Loading data through external tables
Deprecated use of external tables in Bulk Load write mode
Before the Db2 connector fully supported external tables, it was only possible to load data using external tables. As set of properties to configure this mode was located under Usage > Load Control > Use external tables section and they were only enabled in case of Write mode set to Bulk load. Now it is possible to configure the external tables by using the properties located under the Usage > Session section. However, it is still possible to use previously designed jobs. When the connector is running and external tables are configured within Bulk load mode, the following warning is logged: 'Bulk load' write mode using external tables is deprecated and might be removed in the future release. Use Insert write mode with external tables instead.
When the warning is visible in the job log, do not use the external tables in the Bulk load mode. All configuration properties related to the usage of external tables in this mode are now prefixed with [deprecated]. Modify the stage configuration by setting the Write mode to Insert and the Usage > Session > Use external tables property to Yes.
Data load from Sequential File or Named Pipe using External Table is supported on some versions of Db2 database. If the Db2 connector detects that current database does not have the support for External Table, a message IIS-CONN-DB2-00969E "External Tables are not supported in the current DB2 version: " is reported and the job aborts.
The successful execution of the load operation results in the log entry with the number of
records loaded: Number of records loaded =
. In addition to log entry visible in
the job log, the load operation creates dedicated .log file in the location
specified.
The load through the External Table is possible when connector is used as a target (for data write).

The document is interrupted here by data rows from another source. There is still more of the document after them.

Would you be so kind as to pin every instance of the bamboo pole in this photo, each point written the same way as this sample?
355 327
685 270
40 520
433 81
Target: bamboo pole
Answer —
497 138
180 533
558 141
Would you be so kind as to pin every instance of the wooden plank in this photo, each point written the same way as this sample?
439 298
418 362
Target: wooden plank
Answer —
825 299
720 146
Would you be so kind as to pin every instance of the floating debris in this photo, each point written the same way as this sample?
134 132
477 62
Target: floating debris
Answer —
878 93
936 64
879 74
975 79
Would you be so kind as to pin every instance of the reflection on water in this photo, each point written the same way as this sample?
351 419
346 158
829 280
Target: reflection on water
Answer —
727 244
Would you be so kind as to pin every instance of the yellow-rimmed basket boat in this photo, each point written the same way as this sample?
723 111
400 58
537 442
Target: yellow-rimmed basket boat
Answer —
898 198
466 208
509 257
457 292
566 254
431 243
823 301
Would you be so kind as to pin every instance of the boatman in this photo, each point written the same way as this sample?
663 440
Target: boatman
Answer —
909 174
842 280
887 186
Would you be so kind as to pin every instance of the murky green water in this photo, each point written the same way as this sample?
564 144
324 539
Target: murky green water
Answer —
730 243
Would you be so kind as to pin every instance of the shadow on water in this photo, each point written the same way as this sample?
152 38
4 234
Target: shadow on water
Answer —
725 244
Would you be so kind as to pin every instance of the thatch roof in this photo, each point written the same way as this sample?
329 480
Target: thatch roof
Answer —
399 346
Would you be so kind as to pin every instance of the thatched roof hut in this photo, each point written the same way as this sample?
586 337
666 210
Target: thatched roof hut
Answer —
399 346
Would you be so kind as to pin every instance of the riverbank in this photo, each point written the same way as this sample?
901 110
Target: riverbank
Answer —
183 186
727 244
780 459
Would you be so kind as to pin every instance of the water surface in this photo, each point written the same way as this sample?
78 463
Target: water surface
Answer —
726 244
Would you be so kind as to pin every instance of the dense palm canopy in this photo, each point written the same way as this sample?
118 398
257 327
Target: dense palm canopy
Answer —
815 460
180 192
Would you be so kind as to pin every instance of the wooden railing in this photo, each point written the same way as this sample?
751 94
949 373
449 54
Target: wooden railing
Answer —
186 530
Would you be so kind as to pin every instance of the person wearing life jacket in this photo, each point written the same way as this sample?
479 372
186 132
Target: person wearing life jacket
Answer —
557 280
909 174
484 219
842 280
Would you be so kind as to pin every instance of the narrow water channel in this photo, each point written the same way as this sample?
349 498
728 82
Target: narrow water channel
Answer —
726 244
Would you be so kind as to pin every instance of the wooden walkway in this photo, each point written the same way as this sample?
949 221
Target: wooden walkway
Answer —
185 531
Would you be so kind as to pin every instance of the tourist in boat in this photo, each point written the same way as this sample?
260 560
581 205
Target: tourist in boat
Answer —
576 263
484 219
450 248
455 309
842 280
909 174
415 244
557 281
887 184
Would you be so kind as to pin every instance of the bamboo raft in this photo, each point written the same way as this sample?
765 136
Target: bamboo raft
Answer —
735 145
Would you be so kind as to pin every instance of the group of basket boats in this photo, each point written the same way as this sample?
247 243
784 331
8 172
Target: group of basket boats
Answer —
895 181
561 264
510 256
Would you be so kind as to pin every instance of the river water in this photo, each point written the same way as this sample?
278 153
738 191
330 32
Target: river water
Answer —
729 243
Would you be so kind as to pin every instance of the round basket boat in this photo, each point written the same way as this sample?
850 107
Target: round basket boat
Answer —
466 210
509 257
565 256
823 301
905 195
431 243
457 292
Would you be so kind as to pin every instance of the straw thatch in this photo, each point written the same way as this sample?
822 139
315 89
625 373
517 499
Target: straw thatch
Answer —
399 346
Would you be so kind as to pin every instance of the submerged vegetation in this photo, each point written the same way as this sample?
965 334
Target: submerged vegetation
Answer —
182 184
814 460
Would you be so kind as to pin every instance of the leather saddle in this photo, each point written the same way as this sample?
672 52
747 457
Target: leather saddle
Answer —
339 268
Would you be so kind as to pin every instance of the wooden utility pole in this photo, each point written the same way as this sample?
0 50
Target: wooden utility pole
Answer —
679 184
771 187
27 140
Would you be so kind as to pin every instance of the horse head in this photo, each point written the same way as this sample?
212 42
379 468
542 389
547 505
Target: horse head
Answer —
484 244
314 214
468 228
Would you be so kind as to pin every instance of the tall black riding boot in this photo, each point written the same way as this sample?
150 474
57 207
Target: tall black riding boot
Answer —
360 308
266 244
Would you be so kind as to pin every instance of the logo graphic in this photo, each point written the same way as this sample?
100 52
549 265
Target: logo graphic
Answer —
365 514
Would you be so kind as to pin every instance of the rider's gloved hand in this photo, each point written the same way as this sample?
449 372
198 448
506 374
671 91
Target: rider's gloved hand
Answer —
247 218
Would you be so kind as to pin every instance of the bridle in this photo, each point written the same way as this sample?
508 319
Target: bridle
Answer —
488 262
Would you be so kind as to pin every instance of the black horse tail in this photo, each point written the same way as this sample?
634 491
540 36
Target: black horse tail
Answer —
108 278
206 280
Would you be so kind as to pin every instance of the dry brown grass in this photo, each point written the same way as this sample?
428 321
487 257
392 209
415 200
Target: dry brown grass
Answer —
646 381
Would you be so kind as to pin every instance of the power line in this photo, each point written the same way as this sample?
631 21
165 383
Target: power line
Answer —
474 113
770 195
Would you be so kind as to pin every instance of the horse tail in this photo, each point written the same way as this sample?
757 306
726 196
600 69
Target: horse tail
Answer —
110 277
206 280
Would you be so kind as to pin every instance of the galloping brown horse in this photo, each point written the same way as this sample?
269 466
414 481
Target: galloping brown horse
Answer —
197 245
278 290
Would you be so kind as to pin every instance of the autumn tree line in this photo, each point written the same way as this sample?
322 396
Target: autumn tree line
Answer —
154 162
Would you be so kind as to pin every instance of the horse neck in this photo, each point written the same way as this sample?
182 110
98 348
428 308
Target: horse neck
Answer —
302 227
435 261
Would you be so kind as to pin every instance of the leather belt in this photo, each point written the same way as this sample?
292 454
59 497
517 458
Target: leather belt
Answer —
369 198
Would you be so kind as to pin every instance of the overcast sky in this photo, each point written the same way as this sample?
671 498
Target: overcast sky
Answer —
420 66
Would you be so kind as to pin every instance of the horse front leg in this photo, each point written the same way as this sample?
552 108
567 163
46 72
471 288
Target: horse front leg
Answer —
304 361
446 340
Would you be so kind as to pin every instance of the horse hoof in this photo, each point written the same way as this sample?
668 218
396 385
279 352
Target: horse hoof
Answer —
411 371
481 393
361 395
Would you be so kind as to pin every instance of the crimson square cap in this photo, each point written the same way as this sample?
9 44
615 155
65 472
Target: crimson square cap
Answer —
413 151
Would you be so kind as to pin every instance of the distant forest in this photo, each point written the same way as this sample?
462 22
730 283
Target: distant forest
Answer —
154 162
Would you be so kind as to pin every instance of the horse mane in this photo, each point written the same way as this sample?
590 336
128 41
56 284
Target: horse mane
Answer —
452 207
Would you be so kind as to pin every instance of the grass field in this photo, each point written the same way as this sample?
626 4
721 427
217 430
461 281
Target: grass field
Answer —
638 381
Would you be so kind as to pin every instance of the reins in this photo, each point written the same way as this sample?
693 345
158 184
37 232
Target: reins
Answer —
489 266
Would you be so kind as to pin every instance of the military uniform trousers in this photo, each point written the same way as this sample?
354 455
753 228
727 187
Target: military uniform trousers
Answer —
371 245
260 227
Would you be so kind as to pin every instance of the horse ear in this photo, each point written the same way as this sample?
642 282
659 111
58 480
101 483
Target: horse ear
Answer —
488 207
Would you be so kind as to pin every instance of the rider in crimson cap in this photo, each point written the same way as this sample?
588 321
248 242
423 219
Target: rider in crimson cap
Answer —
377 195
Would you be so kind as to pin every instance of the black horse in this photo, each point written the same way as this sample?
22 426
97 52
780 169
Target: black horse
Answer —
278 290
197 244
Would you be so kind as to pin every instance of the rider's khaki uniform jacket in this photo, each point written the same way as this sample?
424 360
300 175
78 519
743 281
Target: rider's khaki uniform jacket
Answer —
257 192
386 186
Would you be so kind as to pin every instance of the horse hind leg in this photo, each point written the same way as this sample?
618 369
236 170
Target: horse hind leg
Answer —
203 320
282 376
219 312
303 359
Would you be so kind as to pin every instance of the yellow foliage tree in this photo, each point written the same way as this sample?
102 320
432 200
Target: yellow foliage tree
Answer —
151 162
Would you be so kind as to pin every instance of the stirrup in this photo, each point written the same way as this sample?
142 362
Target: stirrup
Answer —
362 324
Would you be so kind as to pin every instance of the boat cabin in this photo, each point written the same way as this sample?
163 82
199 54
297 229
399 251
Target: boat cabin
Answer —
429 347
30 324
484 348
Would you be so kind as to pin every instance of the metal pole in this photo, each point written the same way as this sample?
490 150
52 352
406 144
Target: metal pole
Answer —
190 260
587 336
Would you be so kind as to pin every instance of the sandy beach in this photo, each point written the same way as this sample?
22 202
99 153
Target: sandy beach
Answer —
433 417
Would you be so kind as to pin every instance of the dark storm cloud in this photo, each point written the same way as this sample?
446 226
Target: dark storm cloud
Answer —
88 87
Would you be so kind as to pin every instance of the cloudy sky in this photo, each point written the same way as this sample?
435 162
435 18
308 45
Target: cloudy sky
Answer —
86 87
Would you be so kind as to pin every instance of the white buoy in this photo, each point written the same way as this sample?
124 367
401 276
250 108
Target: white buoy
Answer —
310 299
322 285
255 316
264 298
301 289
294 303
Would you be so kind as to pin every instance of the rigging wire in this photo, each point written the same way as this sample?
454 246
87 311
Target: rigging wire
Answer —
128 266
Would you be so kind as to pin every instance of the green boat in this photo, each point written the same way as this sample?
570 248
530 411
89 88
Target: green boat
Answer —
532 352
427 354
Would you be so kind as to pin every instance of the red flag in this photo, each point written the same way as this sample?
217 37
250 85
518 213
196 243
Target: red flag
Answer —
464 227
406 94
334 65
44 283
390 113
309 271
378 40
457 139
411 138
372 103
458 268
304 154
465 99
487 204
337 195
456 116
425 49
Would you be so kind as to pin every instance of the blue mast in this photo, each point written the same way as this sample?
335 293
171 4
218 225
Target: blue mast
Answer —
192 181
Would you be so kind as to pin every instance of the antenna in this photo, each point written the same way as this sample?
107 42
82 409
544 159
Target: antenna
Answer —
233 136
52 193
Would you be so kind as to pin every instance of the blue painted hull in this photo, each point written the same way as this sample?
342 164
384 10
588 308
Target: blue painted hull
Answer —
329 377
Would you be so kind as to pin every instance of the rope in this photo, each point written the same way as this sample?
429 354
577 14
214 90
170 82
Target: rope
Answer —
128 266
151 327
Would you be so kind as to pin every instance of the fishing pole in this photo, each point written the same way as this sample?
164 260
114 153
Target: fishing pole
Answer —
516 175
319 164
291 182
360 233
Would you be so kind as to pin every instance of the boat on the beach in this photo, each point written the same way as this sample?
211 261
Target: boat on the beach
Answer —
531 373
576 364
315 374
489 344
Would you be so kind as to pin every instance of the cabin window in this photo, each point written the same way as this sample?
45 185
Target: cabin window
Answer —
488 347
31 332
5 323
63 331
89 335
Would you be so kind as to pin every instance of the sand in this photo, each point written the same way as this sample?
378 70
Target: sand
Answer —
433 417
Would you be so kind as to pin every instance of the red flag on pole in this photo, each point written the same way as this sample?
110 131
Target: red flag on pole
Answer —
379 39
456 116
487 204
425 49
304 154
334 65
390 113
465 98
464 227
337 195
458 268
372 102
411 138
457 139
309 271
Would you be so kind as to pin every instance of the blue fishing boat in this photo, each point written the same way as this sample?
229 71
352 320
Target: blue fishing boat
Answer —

The Write mode property must be set to Bulk Load. In the Load Control properties section, you can select Use External Table = Yes
The configuration properties for external table data load:
Load Control
- Use External Table = Yes/No
- Indicates whether the External Tables are used during load
- Compress file data (with GZIP) = Yes/No
- Indicates whether the External Table file data is compressed using the GZIP compression algorithm before the data is transferred, and is decompressed after it is received. This improves overall performance when a large amount of compressible data is being transferred.
- Maximum reject count (SQL option: MAXERRORS) = Default: 1
- The number of rejected records at which the system stops processing and immediately rolls back the load. The default is 1 (that is, a single rejected record results in a rollback)
- Skip rows (SQL option: SKIPROWS) = Default: 0
- For a load operation, the number of rows to skip before beginning to load the data. The default is 0. Because skipped rows are processed before they are skipped, a skipped row is still capable of causing a processing error.
- Other options (string, custom option)
- Additional options to be passed to the External Table statement. Parameters reference
- Directory for log files (String, SQL option: LOGDIR) =
- Specifies the directory for the log and bad files.
- Statistics on columns (String (whitespace separated), multi-select columns list) = Default: empty (all)
- Generates statistics on the columns. If no column specified, statistics are collected on all columns by default.
Existing common bulkload properties to load data through external tables
- Load method
- Use of Named Pipe(s) or Sequential Files.
- File(s) only
- Indicates whether input files should be created without executing the load operation.
- Directory for data and command files also as default for the log directory when not specified
- Remove intermediate data file
- Select Yes to remove the intermediate data file after completing the load operation.
- Row Count (SQL option: MAXROWS)
- The number of physical records to be loaded. Allows a user to load only the first "row count" rows in a file.
- Statistics
- Specifies the type of statistics that are generated for the table.
- Enable quoted identifiers
- Specifies whether or not to enclose database object names in quotes when generating DDL and DML.